Step 1: Entity Extraction
This phase identifies the core entities (people, places, concepts) within the user's query, often using the LLM itself or a dedicated NER model. Synonyms may be expanded to improve retrieval recall.

此阶段识别用户查询中的核心实体(人物、地点、概念),通常使用 LLM 本身或专用的命名实体识别(NER)模型。可以扩展同义词以提高检索召回率。

def _get_key_entities(query_str, llm=None, with_llm=True):
    # ... entity extraction logic ...
    return _expand_synonyms(entities)

Step 2: Subgraph Retrieval
Using the identified entities, the system queries the knowledge graph to fetch a surrounding subgraph, typically exploring relationships up to a specified depth (e.g., 2 hops). This subgraph contains the structured context relevant to the query.
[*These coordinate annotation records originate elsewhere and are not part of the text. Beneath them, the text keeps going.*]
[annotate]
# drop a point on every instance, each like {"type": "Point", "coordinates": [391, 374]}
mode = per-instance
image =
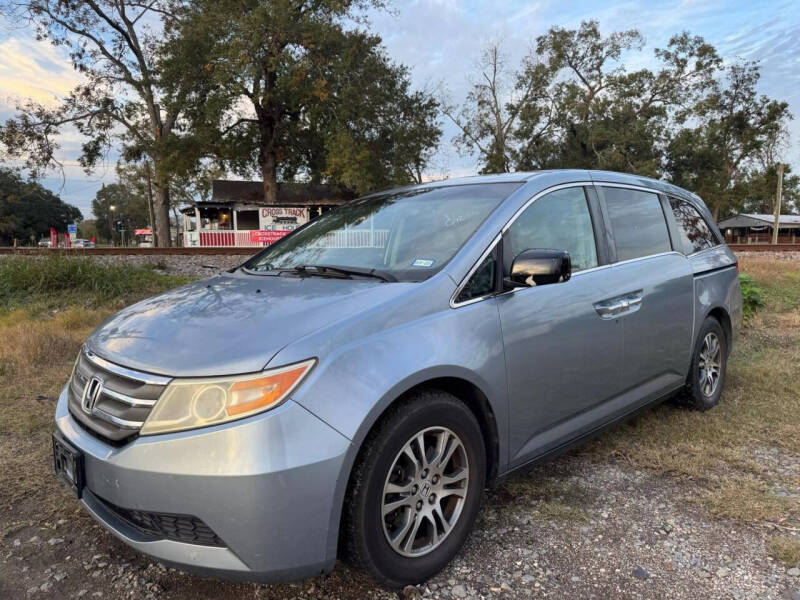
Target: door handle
{"type": "Point", "coordinates": [613, 307]}
{"type": "Point", "coordinates": [608, 309]}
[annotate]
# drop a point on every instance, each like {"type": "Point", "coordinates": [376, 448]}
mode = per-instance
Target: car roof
{"type": "Point", "coordinates": [569, 175]}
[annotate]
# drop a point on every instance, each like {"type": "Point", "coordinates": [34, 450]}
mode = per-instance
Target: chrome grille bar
{"type": "Point", "coordinates": [148, 378]}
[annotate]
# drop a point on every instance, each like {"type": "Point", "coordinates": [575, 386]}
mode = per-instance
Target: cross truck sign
{"type": "Point", "coordinates": [265, 236]}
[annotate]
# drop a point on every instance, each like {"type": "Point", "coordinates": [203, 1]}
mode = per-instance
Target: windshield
{"type": "Point", "coordinates": [410, 234]}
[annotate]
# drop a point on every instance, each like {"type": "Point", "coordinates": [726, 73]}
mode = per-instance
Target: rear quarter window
{"type": "Point", "coordinates": [694, 232]}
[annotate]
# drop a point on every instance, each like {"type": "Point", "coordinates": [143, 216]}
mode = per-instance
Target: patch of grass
{"type": "Point", "coordinates": [722, 450]}
{"type": "Point", "coordinates": [746, 499]}
{"type": "Point", "coordinates": [785, 550]}
{"type": "Point", "coordinates": [45, 340]}
{"type": "Point", "coordinates": [751, 295]}
{"type": "Point", "coordinates": [58, 281]}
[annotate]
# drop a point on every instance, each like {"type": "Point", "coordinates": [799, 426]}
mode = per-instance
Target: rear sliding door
{"type": "Point", "coordinates": [653, 293]}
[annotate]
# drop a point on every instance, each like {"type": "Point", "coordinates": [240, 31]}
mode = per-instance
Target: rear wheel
{"type": "Point", "coordinates": [415, 490]}
{"type": "Point", "coordinates": [709, 361]}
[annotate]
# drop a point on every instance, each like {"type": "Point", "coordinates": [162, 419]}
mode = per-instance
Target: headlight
{"type": "Point", "coordinates": [191, 403]}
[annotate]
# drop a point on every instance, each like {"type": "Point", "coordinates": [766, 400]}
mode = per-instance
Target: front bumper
{"type": "Point", "coordinates": [269, 486]}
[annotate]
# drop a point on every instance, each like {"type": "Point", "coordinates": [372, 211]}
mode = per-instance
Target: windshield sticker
{"type": "Point", "coordinates": [423, 262]}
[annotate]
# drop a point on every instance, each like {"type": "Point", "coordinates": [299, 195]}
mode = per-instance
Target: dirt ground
{"type": "Point", "coordinates": [675, 504]}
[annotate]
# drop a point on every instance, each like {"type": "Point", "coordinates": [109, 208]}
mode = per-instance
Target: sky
{"type": "Point", "coordinates": [441, 42]}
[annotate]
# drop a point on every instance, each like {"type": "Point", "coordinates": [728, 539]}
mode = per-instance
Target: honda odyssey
{"type": "Point", "coordinates": [351, 389]}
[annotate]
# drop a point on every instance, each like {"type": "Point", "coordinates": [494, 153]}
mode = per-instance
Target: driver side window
{"type": "Point", "coordinates": [559, 220]}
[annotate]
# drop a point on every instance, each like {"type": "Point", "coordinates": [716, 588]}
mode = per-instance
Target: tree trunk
{"type": "Point", "coordinates": [269, 173]}
{"type": "Point", "coordinates": [161, 209]}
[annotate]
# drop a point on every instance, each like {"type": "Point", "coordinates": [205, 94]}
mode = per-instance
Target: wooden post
{"type": "Point", "coordinates": [150, 205]}
{"type": "Point", "coordinates": [778, 194]}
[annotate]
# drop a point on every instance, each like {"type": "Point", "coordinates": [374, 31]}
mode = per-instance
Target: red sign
{"type": "Point", "coordinates": [265, 236]}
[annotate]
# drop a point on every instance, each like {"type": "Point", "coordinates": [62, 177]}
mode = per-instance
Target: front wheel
{"type": "Point", "coordinates": [709, 361]}
{"type": "Point", "coordinates": [415, 490]}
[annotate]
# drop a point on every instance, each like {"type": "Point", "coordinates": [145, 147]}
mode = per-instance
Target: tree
{"type": "Point", "coordinates": [573, 104]}
{"type": "Point", "coordinates": [603, 116]}
{"type": "Point", "coordinates": [733, 125]}
{"type": "Point", "coordinates": [116, 45]}
{"type": "Point", "coordinates": [488, 119]}
{"type": "Point", "coordinates": [28, 210]}
{"type": "Point", "coordinates": [380, 134]}
{"type": "Point", "coordinates": [292, 86]}
{"type": "Point", "coordinates": [120, 208]}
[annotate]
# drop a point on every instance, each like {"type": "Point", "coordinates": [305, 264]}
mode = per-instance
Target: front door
{"type": "Point", "coordinates": [563, 359]}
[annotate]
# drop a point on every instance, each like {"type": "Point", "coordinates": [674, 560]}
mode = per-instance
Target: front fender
{"type": "Point", "coordinates": [355, 382]}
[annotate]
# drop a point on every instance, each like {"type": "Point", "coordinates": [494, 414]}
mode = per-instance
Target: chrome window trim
{"type": "Point", "coordinates": [454, 304]}
{"type": "Point", "coordinates": [147, 378]}
{"type": "Point", "coordinates": [648, 257]}
{"type": "Point", "coordinates": [470, 273]}
{"type": "Point", "coordinates": [514, 217]}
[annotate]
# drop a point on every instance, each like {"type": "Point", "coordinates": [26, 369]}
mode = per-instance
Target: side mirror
{"type": "Point", "coordinates": [539, 266]}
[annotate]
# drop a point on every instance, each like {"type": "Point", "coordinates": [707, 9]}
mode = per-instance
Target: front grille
{"type": "Point", "coordinates": [110, 401]}
{"type": "Point", "coordinates": [177, 528]}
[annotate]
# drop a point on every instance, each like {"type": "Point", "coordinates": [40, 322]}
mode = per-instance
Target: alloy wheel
{"type": "Point", "coordinates": [709, 364]}
{"type": "Point", "coordinates": [425, 491]}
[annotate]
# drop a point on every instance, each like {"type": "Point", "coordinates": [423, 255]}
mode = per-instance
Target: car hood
{"type": "Point", "coordinates": [232, 323]}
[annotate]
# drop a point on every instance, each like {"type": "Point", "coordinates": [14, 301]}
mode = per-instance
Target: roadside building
{"type": "Point", "coordinates": [755, 228]}
{"type": "Point", "coordinates": [237, 215]}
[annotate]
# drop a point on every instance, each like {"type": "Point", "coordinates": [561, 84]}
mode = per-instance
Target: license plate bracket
{"type": "Point", "coordinates": [68, 464]}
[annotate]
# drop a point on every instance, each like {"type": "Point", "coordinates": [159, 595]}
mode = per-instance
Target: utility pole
{"type": "Point", "coordinates": [778, 194]}
{"type": "Point", "coordinates": [150, 204]}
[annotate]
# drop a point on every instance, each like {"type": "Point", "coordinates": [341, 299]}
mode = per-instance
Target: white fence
{"type": "Point", "coordinates": [240, 238]}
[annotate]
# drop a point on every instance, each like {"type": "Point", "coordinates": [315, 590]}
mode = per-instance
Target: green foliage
{"type": "Point", "coordinates": [28, 210]}
{"type": "Point", "coordinates": [62, 281]}
{"type": "Point", "coordinates": [295, 91]}
{"type": "Point", "coordinates": [751, 295]}
{"type": "Point", "coordinates": [130, 210]}
{"type": "Point", "coordinates": [733, 125]}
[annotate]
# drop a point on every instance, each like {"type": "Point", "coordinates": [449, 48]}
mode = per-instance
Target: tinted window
{"type": "Point", "coordinates": [561, 221]}
{"type": "Point", "coordinates": [695, 233]}
{"type": "Point", "coordinates": [482, 281]}
{"type": "Point", "coordinates": [411, 234]}
{"type": "Point", "coordinates": [638, 223]}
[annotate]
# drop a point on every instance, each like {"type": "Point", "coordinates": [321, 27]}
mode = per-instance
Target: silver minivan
{"type": "Point", "coordinates": [351, 389]}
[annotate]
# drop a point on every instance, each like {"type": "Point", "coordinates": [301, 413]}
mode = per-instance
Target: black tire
{"type": "Point", "coordinates": [697, 394]}
{"type": "Point", "coordinates": [365, 541]}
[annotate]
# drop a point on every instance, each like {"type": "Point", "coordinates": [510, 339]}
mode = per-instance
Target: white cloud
{"type": "Point", "coordinates": [34, 70]}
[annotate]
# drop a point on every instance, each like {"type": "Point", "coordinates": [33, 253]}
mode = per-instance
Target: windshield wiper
{"type": "Point", "coordinates": [337, 271]}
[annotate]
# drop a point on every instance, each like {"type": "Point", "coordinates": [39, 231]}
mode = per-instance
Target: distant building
{"type": "Point", "coordinates": [237, 214]}
{"type": "Point", "coordinates": [754, 228]}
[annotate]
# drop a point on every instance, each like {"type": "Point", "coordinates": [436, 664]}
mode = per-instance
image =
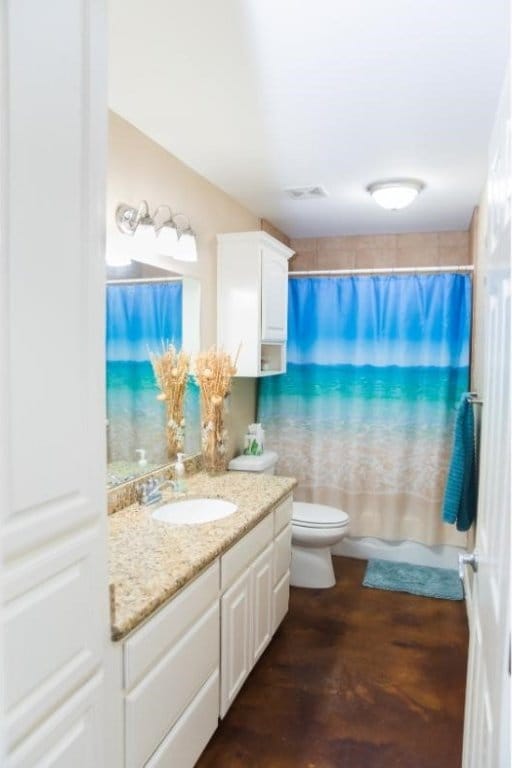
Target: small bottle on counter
{"type": "Point", "coordinates": [179, 474]}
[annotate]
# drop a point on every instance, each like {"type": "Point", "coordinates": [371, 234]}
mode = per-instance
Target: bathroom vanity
{"type": "Point", "coordinates": [193, 609]}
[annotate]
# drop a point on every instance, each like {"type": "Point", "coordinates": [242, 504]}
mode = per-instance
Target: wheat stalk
{"type": "Point", "coordinates": [214, 370]}
{"type": "Point", "coordinates": [171, 372]}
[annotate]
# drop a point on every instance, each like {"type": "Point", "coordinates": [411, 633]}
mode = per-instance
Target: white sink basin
{"type": "Point", "coordinates": [194, 511]}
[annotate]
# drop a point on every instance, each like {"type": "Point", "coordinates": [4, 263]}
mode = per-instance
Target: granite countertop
{"type": "Point", "coordinates": [150, 561]}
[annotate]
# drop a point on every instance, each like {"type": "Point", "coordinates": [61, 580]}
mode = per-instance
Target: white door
{"type": "Point", "coordinates": [54, 616]}
{"type": "Point", "coordinates": [236, 646]}
{"type": "Point", "coordinates": [487, 718]}
{"type": "Point", "coordinates": [262, 602]}
{"type": "Point", "coordinates": [274, 295]}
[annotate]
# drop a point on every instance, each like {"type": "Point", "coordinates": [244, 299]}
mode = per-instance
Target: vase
{"type": "Point", "coordinates": [213, 441]}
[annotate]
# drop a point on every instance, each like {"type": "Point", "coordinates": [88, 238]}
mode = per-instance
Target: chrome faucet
{"type": "Point", "coordinates": [150, 491]}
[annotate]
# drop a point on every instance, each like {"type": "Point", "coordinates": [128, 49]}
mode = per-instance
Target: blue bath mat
{"type": "Point", "coordinates": [415, 579]}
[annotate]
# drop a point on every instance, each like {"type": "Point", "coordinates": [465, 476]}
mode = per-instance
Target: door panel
{"type": "Point", "coordinates": [55, 619]}
{"type": "Point", "coordinates": [236, 646]}
{"type": "Point", "coordinates": [274, 296]}
{"type": "Point", "coordinates": [487, 716]}
{"type": "Point", "coordinates": [262, 583]}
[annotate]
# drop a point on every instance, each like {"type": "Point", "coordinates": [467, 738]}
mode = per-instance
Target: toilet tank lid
{"type": "Point", "coordinates": [254, 463]}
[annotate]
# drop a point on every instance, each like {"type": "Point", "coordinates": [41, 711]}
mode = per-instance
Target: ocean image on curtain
{"type": "Point", "coordinates": [363, 417]}
{"type": "Point", "coordinates": [140, 319]}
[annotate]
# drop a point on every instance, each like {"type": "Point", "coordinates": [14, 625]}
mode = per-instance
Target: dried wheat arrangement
{"type": "Point", "coordinates": [171, 371]}
{"type": "Point", "coordinates": [214, 370]}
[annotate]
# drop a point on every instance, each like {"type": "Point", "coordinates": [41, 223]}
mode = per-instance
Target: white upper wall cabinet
{"type": "Point", "coordinates": [252, 301]}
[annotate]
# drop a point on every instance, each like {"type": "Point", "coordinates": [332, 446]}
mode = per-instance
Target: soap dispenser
{"type": "Point", "coordinates": [179, 474]}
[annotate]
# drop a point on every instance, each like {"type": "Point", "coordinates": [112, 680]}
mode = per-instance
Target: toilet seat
{"type": "Point", "coordinates": [312, 515]}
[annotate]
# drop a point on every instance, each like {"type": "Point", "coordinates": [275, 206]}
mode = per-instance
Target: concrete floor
{"type": "Point", "coordinates": [354, 677]}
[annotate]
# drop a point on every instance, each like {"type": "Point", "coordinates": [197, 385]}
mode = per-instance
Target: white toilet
{"type": "Point", "coordinates": [316, 528]}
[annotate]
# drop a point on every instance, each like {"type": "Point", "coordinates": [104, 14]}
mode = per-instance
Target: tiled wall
{"type": "Point", "coordinates": [428, 249]}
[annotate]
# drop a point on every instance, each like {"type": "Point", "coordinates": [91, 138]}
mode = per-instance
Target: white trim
{"type": "Point", "coordinates": [365, 548]}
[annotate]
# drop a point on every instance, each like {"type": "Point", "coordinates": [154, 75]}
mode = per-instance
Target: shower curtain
{"type": "Point", "coordinates": [140, 319]}
{"type": "Point", "coordinates": [363, 417]}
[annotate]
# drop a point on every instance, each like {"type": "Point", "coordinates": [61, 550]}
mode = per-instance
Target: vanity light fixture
{"type": "Point", "coordinates": [395, 194]}
{"type": "Point", "coordinates": [172, 237]}
{"type": "Point", "coordinates": [166, 233]}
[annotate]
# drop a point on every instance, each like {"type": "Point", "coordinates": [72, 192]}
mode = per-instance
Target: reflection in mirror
{"type": "Point", "coordinates": [144, 315]}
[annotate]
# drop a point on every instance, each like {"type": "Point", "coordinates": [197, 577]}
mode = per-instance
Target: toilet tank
{"type": "Point", "coordinates": [265, 464]}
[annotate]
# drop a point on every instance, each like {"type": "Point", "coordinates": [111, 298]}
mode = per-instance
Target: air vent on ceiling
{"type": "Point", "coordinates": [306, 193]}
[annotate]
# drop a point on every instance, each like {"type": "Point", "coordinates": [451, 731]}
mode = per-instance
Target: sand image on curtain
{"type": "Point", "coordinates": [363, 417]}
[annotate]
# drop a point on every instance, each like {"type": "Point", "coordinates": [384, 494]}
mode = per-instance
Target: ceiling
{"type": "Point", "coordinates": [262, 95]}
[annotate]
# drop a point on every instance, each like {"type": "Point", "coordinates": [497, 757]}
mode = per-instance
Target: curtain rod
{"type": "Point", "coordinates": [381, 271]}
{"type": "Point", "coordinates": [129, 280]}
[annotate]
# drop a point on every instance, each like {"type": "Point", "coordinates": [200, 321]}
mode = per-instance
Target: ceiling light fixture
{"type": "Point", "coordinates": [395, 193]}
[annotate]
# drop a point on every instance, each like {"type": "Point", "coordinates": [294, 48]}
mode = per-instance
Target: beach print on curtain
{"type": "Point", "coordinates": [140, 319]}
{"type": "Point", "coordinates": [363, 417]}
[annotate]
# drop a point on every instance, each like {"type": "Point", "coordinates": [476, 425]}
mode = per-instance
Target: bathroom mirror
{"type": "Point", "coordinates": [147, 309]}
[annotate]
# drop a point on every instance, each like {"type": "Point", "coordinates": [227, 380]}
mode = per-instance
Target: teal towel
{"type": "Point", "coordinates": [460, 494]}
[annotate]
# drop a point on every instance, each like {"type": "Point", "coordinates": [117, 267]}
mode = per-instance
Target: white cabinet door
{"type": "Point", "coordinates": [274, 295]}
{"type": "Point", "coordinates": [55, 621]}
{"type": "Point", "coordinates": [261, 584]}
{"type": "Point", "coordinates": [280, 601]}
{"type": "Point", "coordinates": [236, 646]}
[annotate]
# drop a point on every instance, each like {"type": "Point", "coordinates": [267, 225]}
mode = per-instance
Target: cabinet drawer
{"type": "Point", "coordinates": [280, 601]}
{"type": "Point", "coordinates": [282, 553]}
{"type": "Point", "coordinates": [153, 706]}
{"type": "Point", "coordinates": [283, 514]}
{"type": "Point", "coordinates": [183, 745]}
{"type": "Point", "coordinates": [241, 555]}
{"type": "Point", "coordinates": [143, 649]}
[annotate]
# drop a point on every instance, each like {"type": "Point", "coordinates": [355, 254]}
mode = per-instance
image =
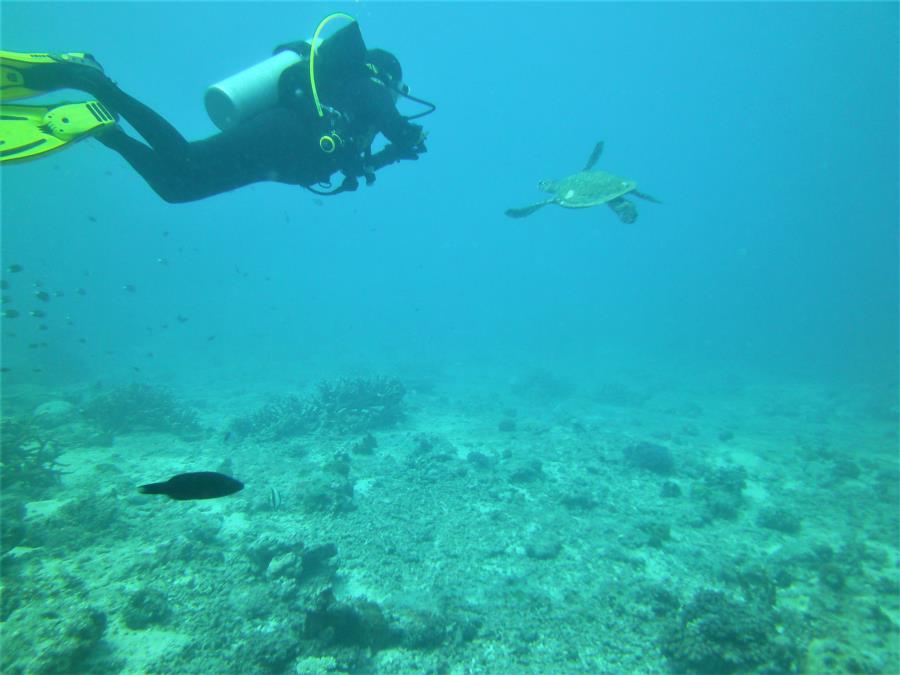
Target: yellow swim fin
{"type": "Point", "coordinates": [30, 131]}
{"type": "Point", "coordinates": [23, 75]}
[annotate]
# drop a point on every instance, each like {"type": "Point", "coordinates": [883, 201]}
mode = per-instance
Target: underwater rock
{"type": "Point", "coordinates": [526, 471]}
{"type": "Point", "coordinates": [365, 445]}
{"type": "Point", "coordinates": [54, 413]}
{"type": "Point", "coordinates": [507, 425]}
{"type": "Point", "coordinates": [326, 495]}
{"type": "Point", "coordinates": [52, 642]}
{"type": "Point", "coordinates": [779, 519]}
{"type": "Point", "coordinates": [360, 624]}
{"type": "Point", "coordinates": [649, 457]}
{"type": "Point", "coordinates": [144, 608]}
{"type": "Point", "coordinates": [267, 546]}
{"type": "Point", "coordinates": [287, 565]}
{"type": "Point", "coordinates": [714, 635]}
{"type": "Point", "coordinates": [543, 547]}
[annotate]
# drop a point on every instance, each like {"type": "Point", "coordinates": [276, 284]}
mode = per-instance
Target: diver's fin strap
{"type": "Point", "coordinates": [29, 131]}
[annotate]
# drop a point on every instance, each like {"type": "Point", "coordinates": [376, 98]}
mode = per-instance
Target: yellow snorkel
{"type": "Point", "coordinates": [327, 142]}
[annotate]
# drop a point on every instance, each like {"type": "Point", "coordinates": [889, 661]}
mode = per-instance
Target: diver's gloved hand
{"type": "Point", "coordinates": [350, 184]}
利用识别出的实体,系统查询知识图谱以获取周围的子图,通常探索到指定深度(例如,2跳)的关系。该子图包含与查询相关的结构化上下文。

def _retrieve_subgraph_context(entities, depth=2, limit=30):
    # ... subgraph querying logic ...
    return nebulagraph_store.get_relations(entities, depth, limit)

Step 3: Answer Synthesis
The retrieved subgraph (often converted into a textual format) is fed into the LLM alongside the original query as augmented context. A carefully designed prompt instructs the LLM to generate an answer based primarily on the provided context.

检索到的子图(通常转换为文本格式)与原始查询一起作为增强上下文输入到 LLM 中。一个精心设计的提示词会指示 LLM 主要根据提供的上下文生成答案。

def _synthesize_answer(query_str, graph_rag_context, llm):
    return llm.predict(PROMPT_SYNTHESIZE_AND_REFINE, query_str, graph_rag_context)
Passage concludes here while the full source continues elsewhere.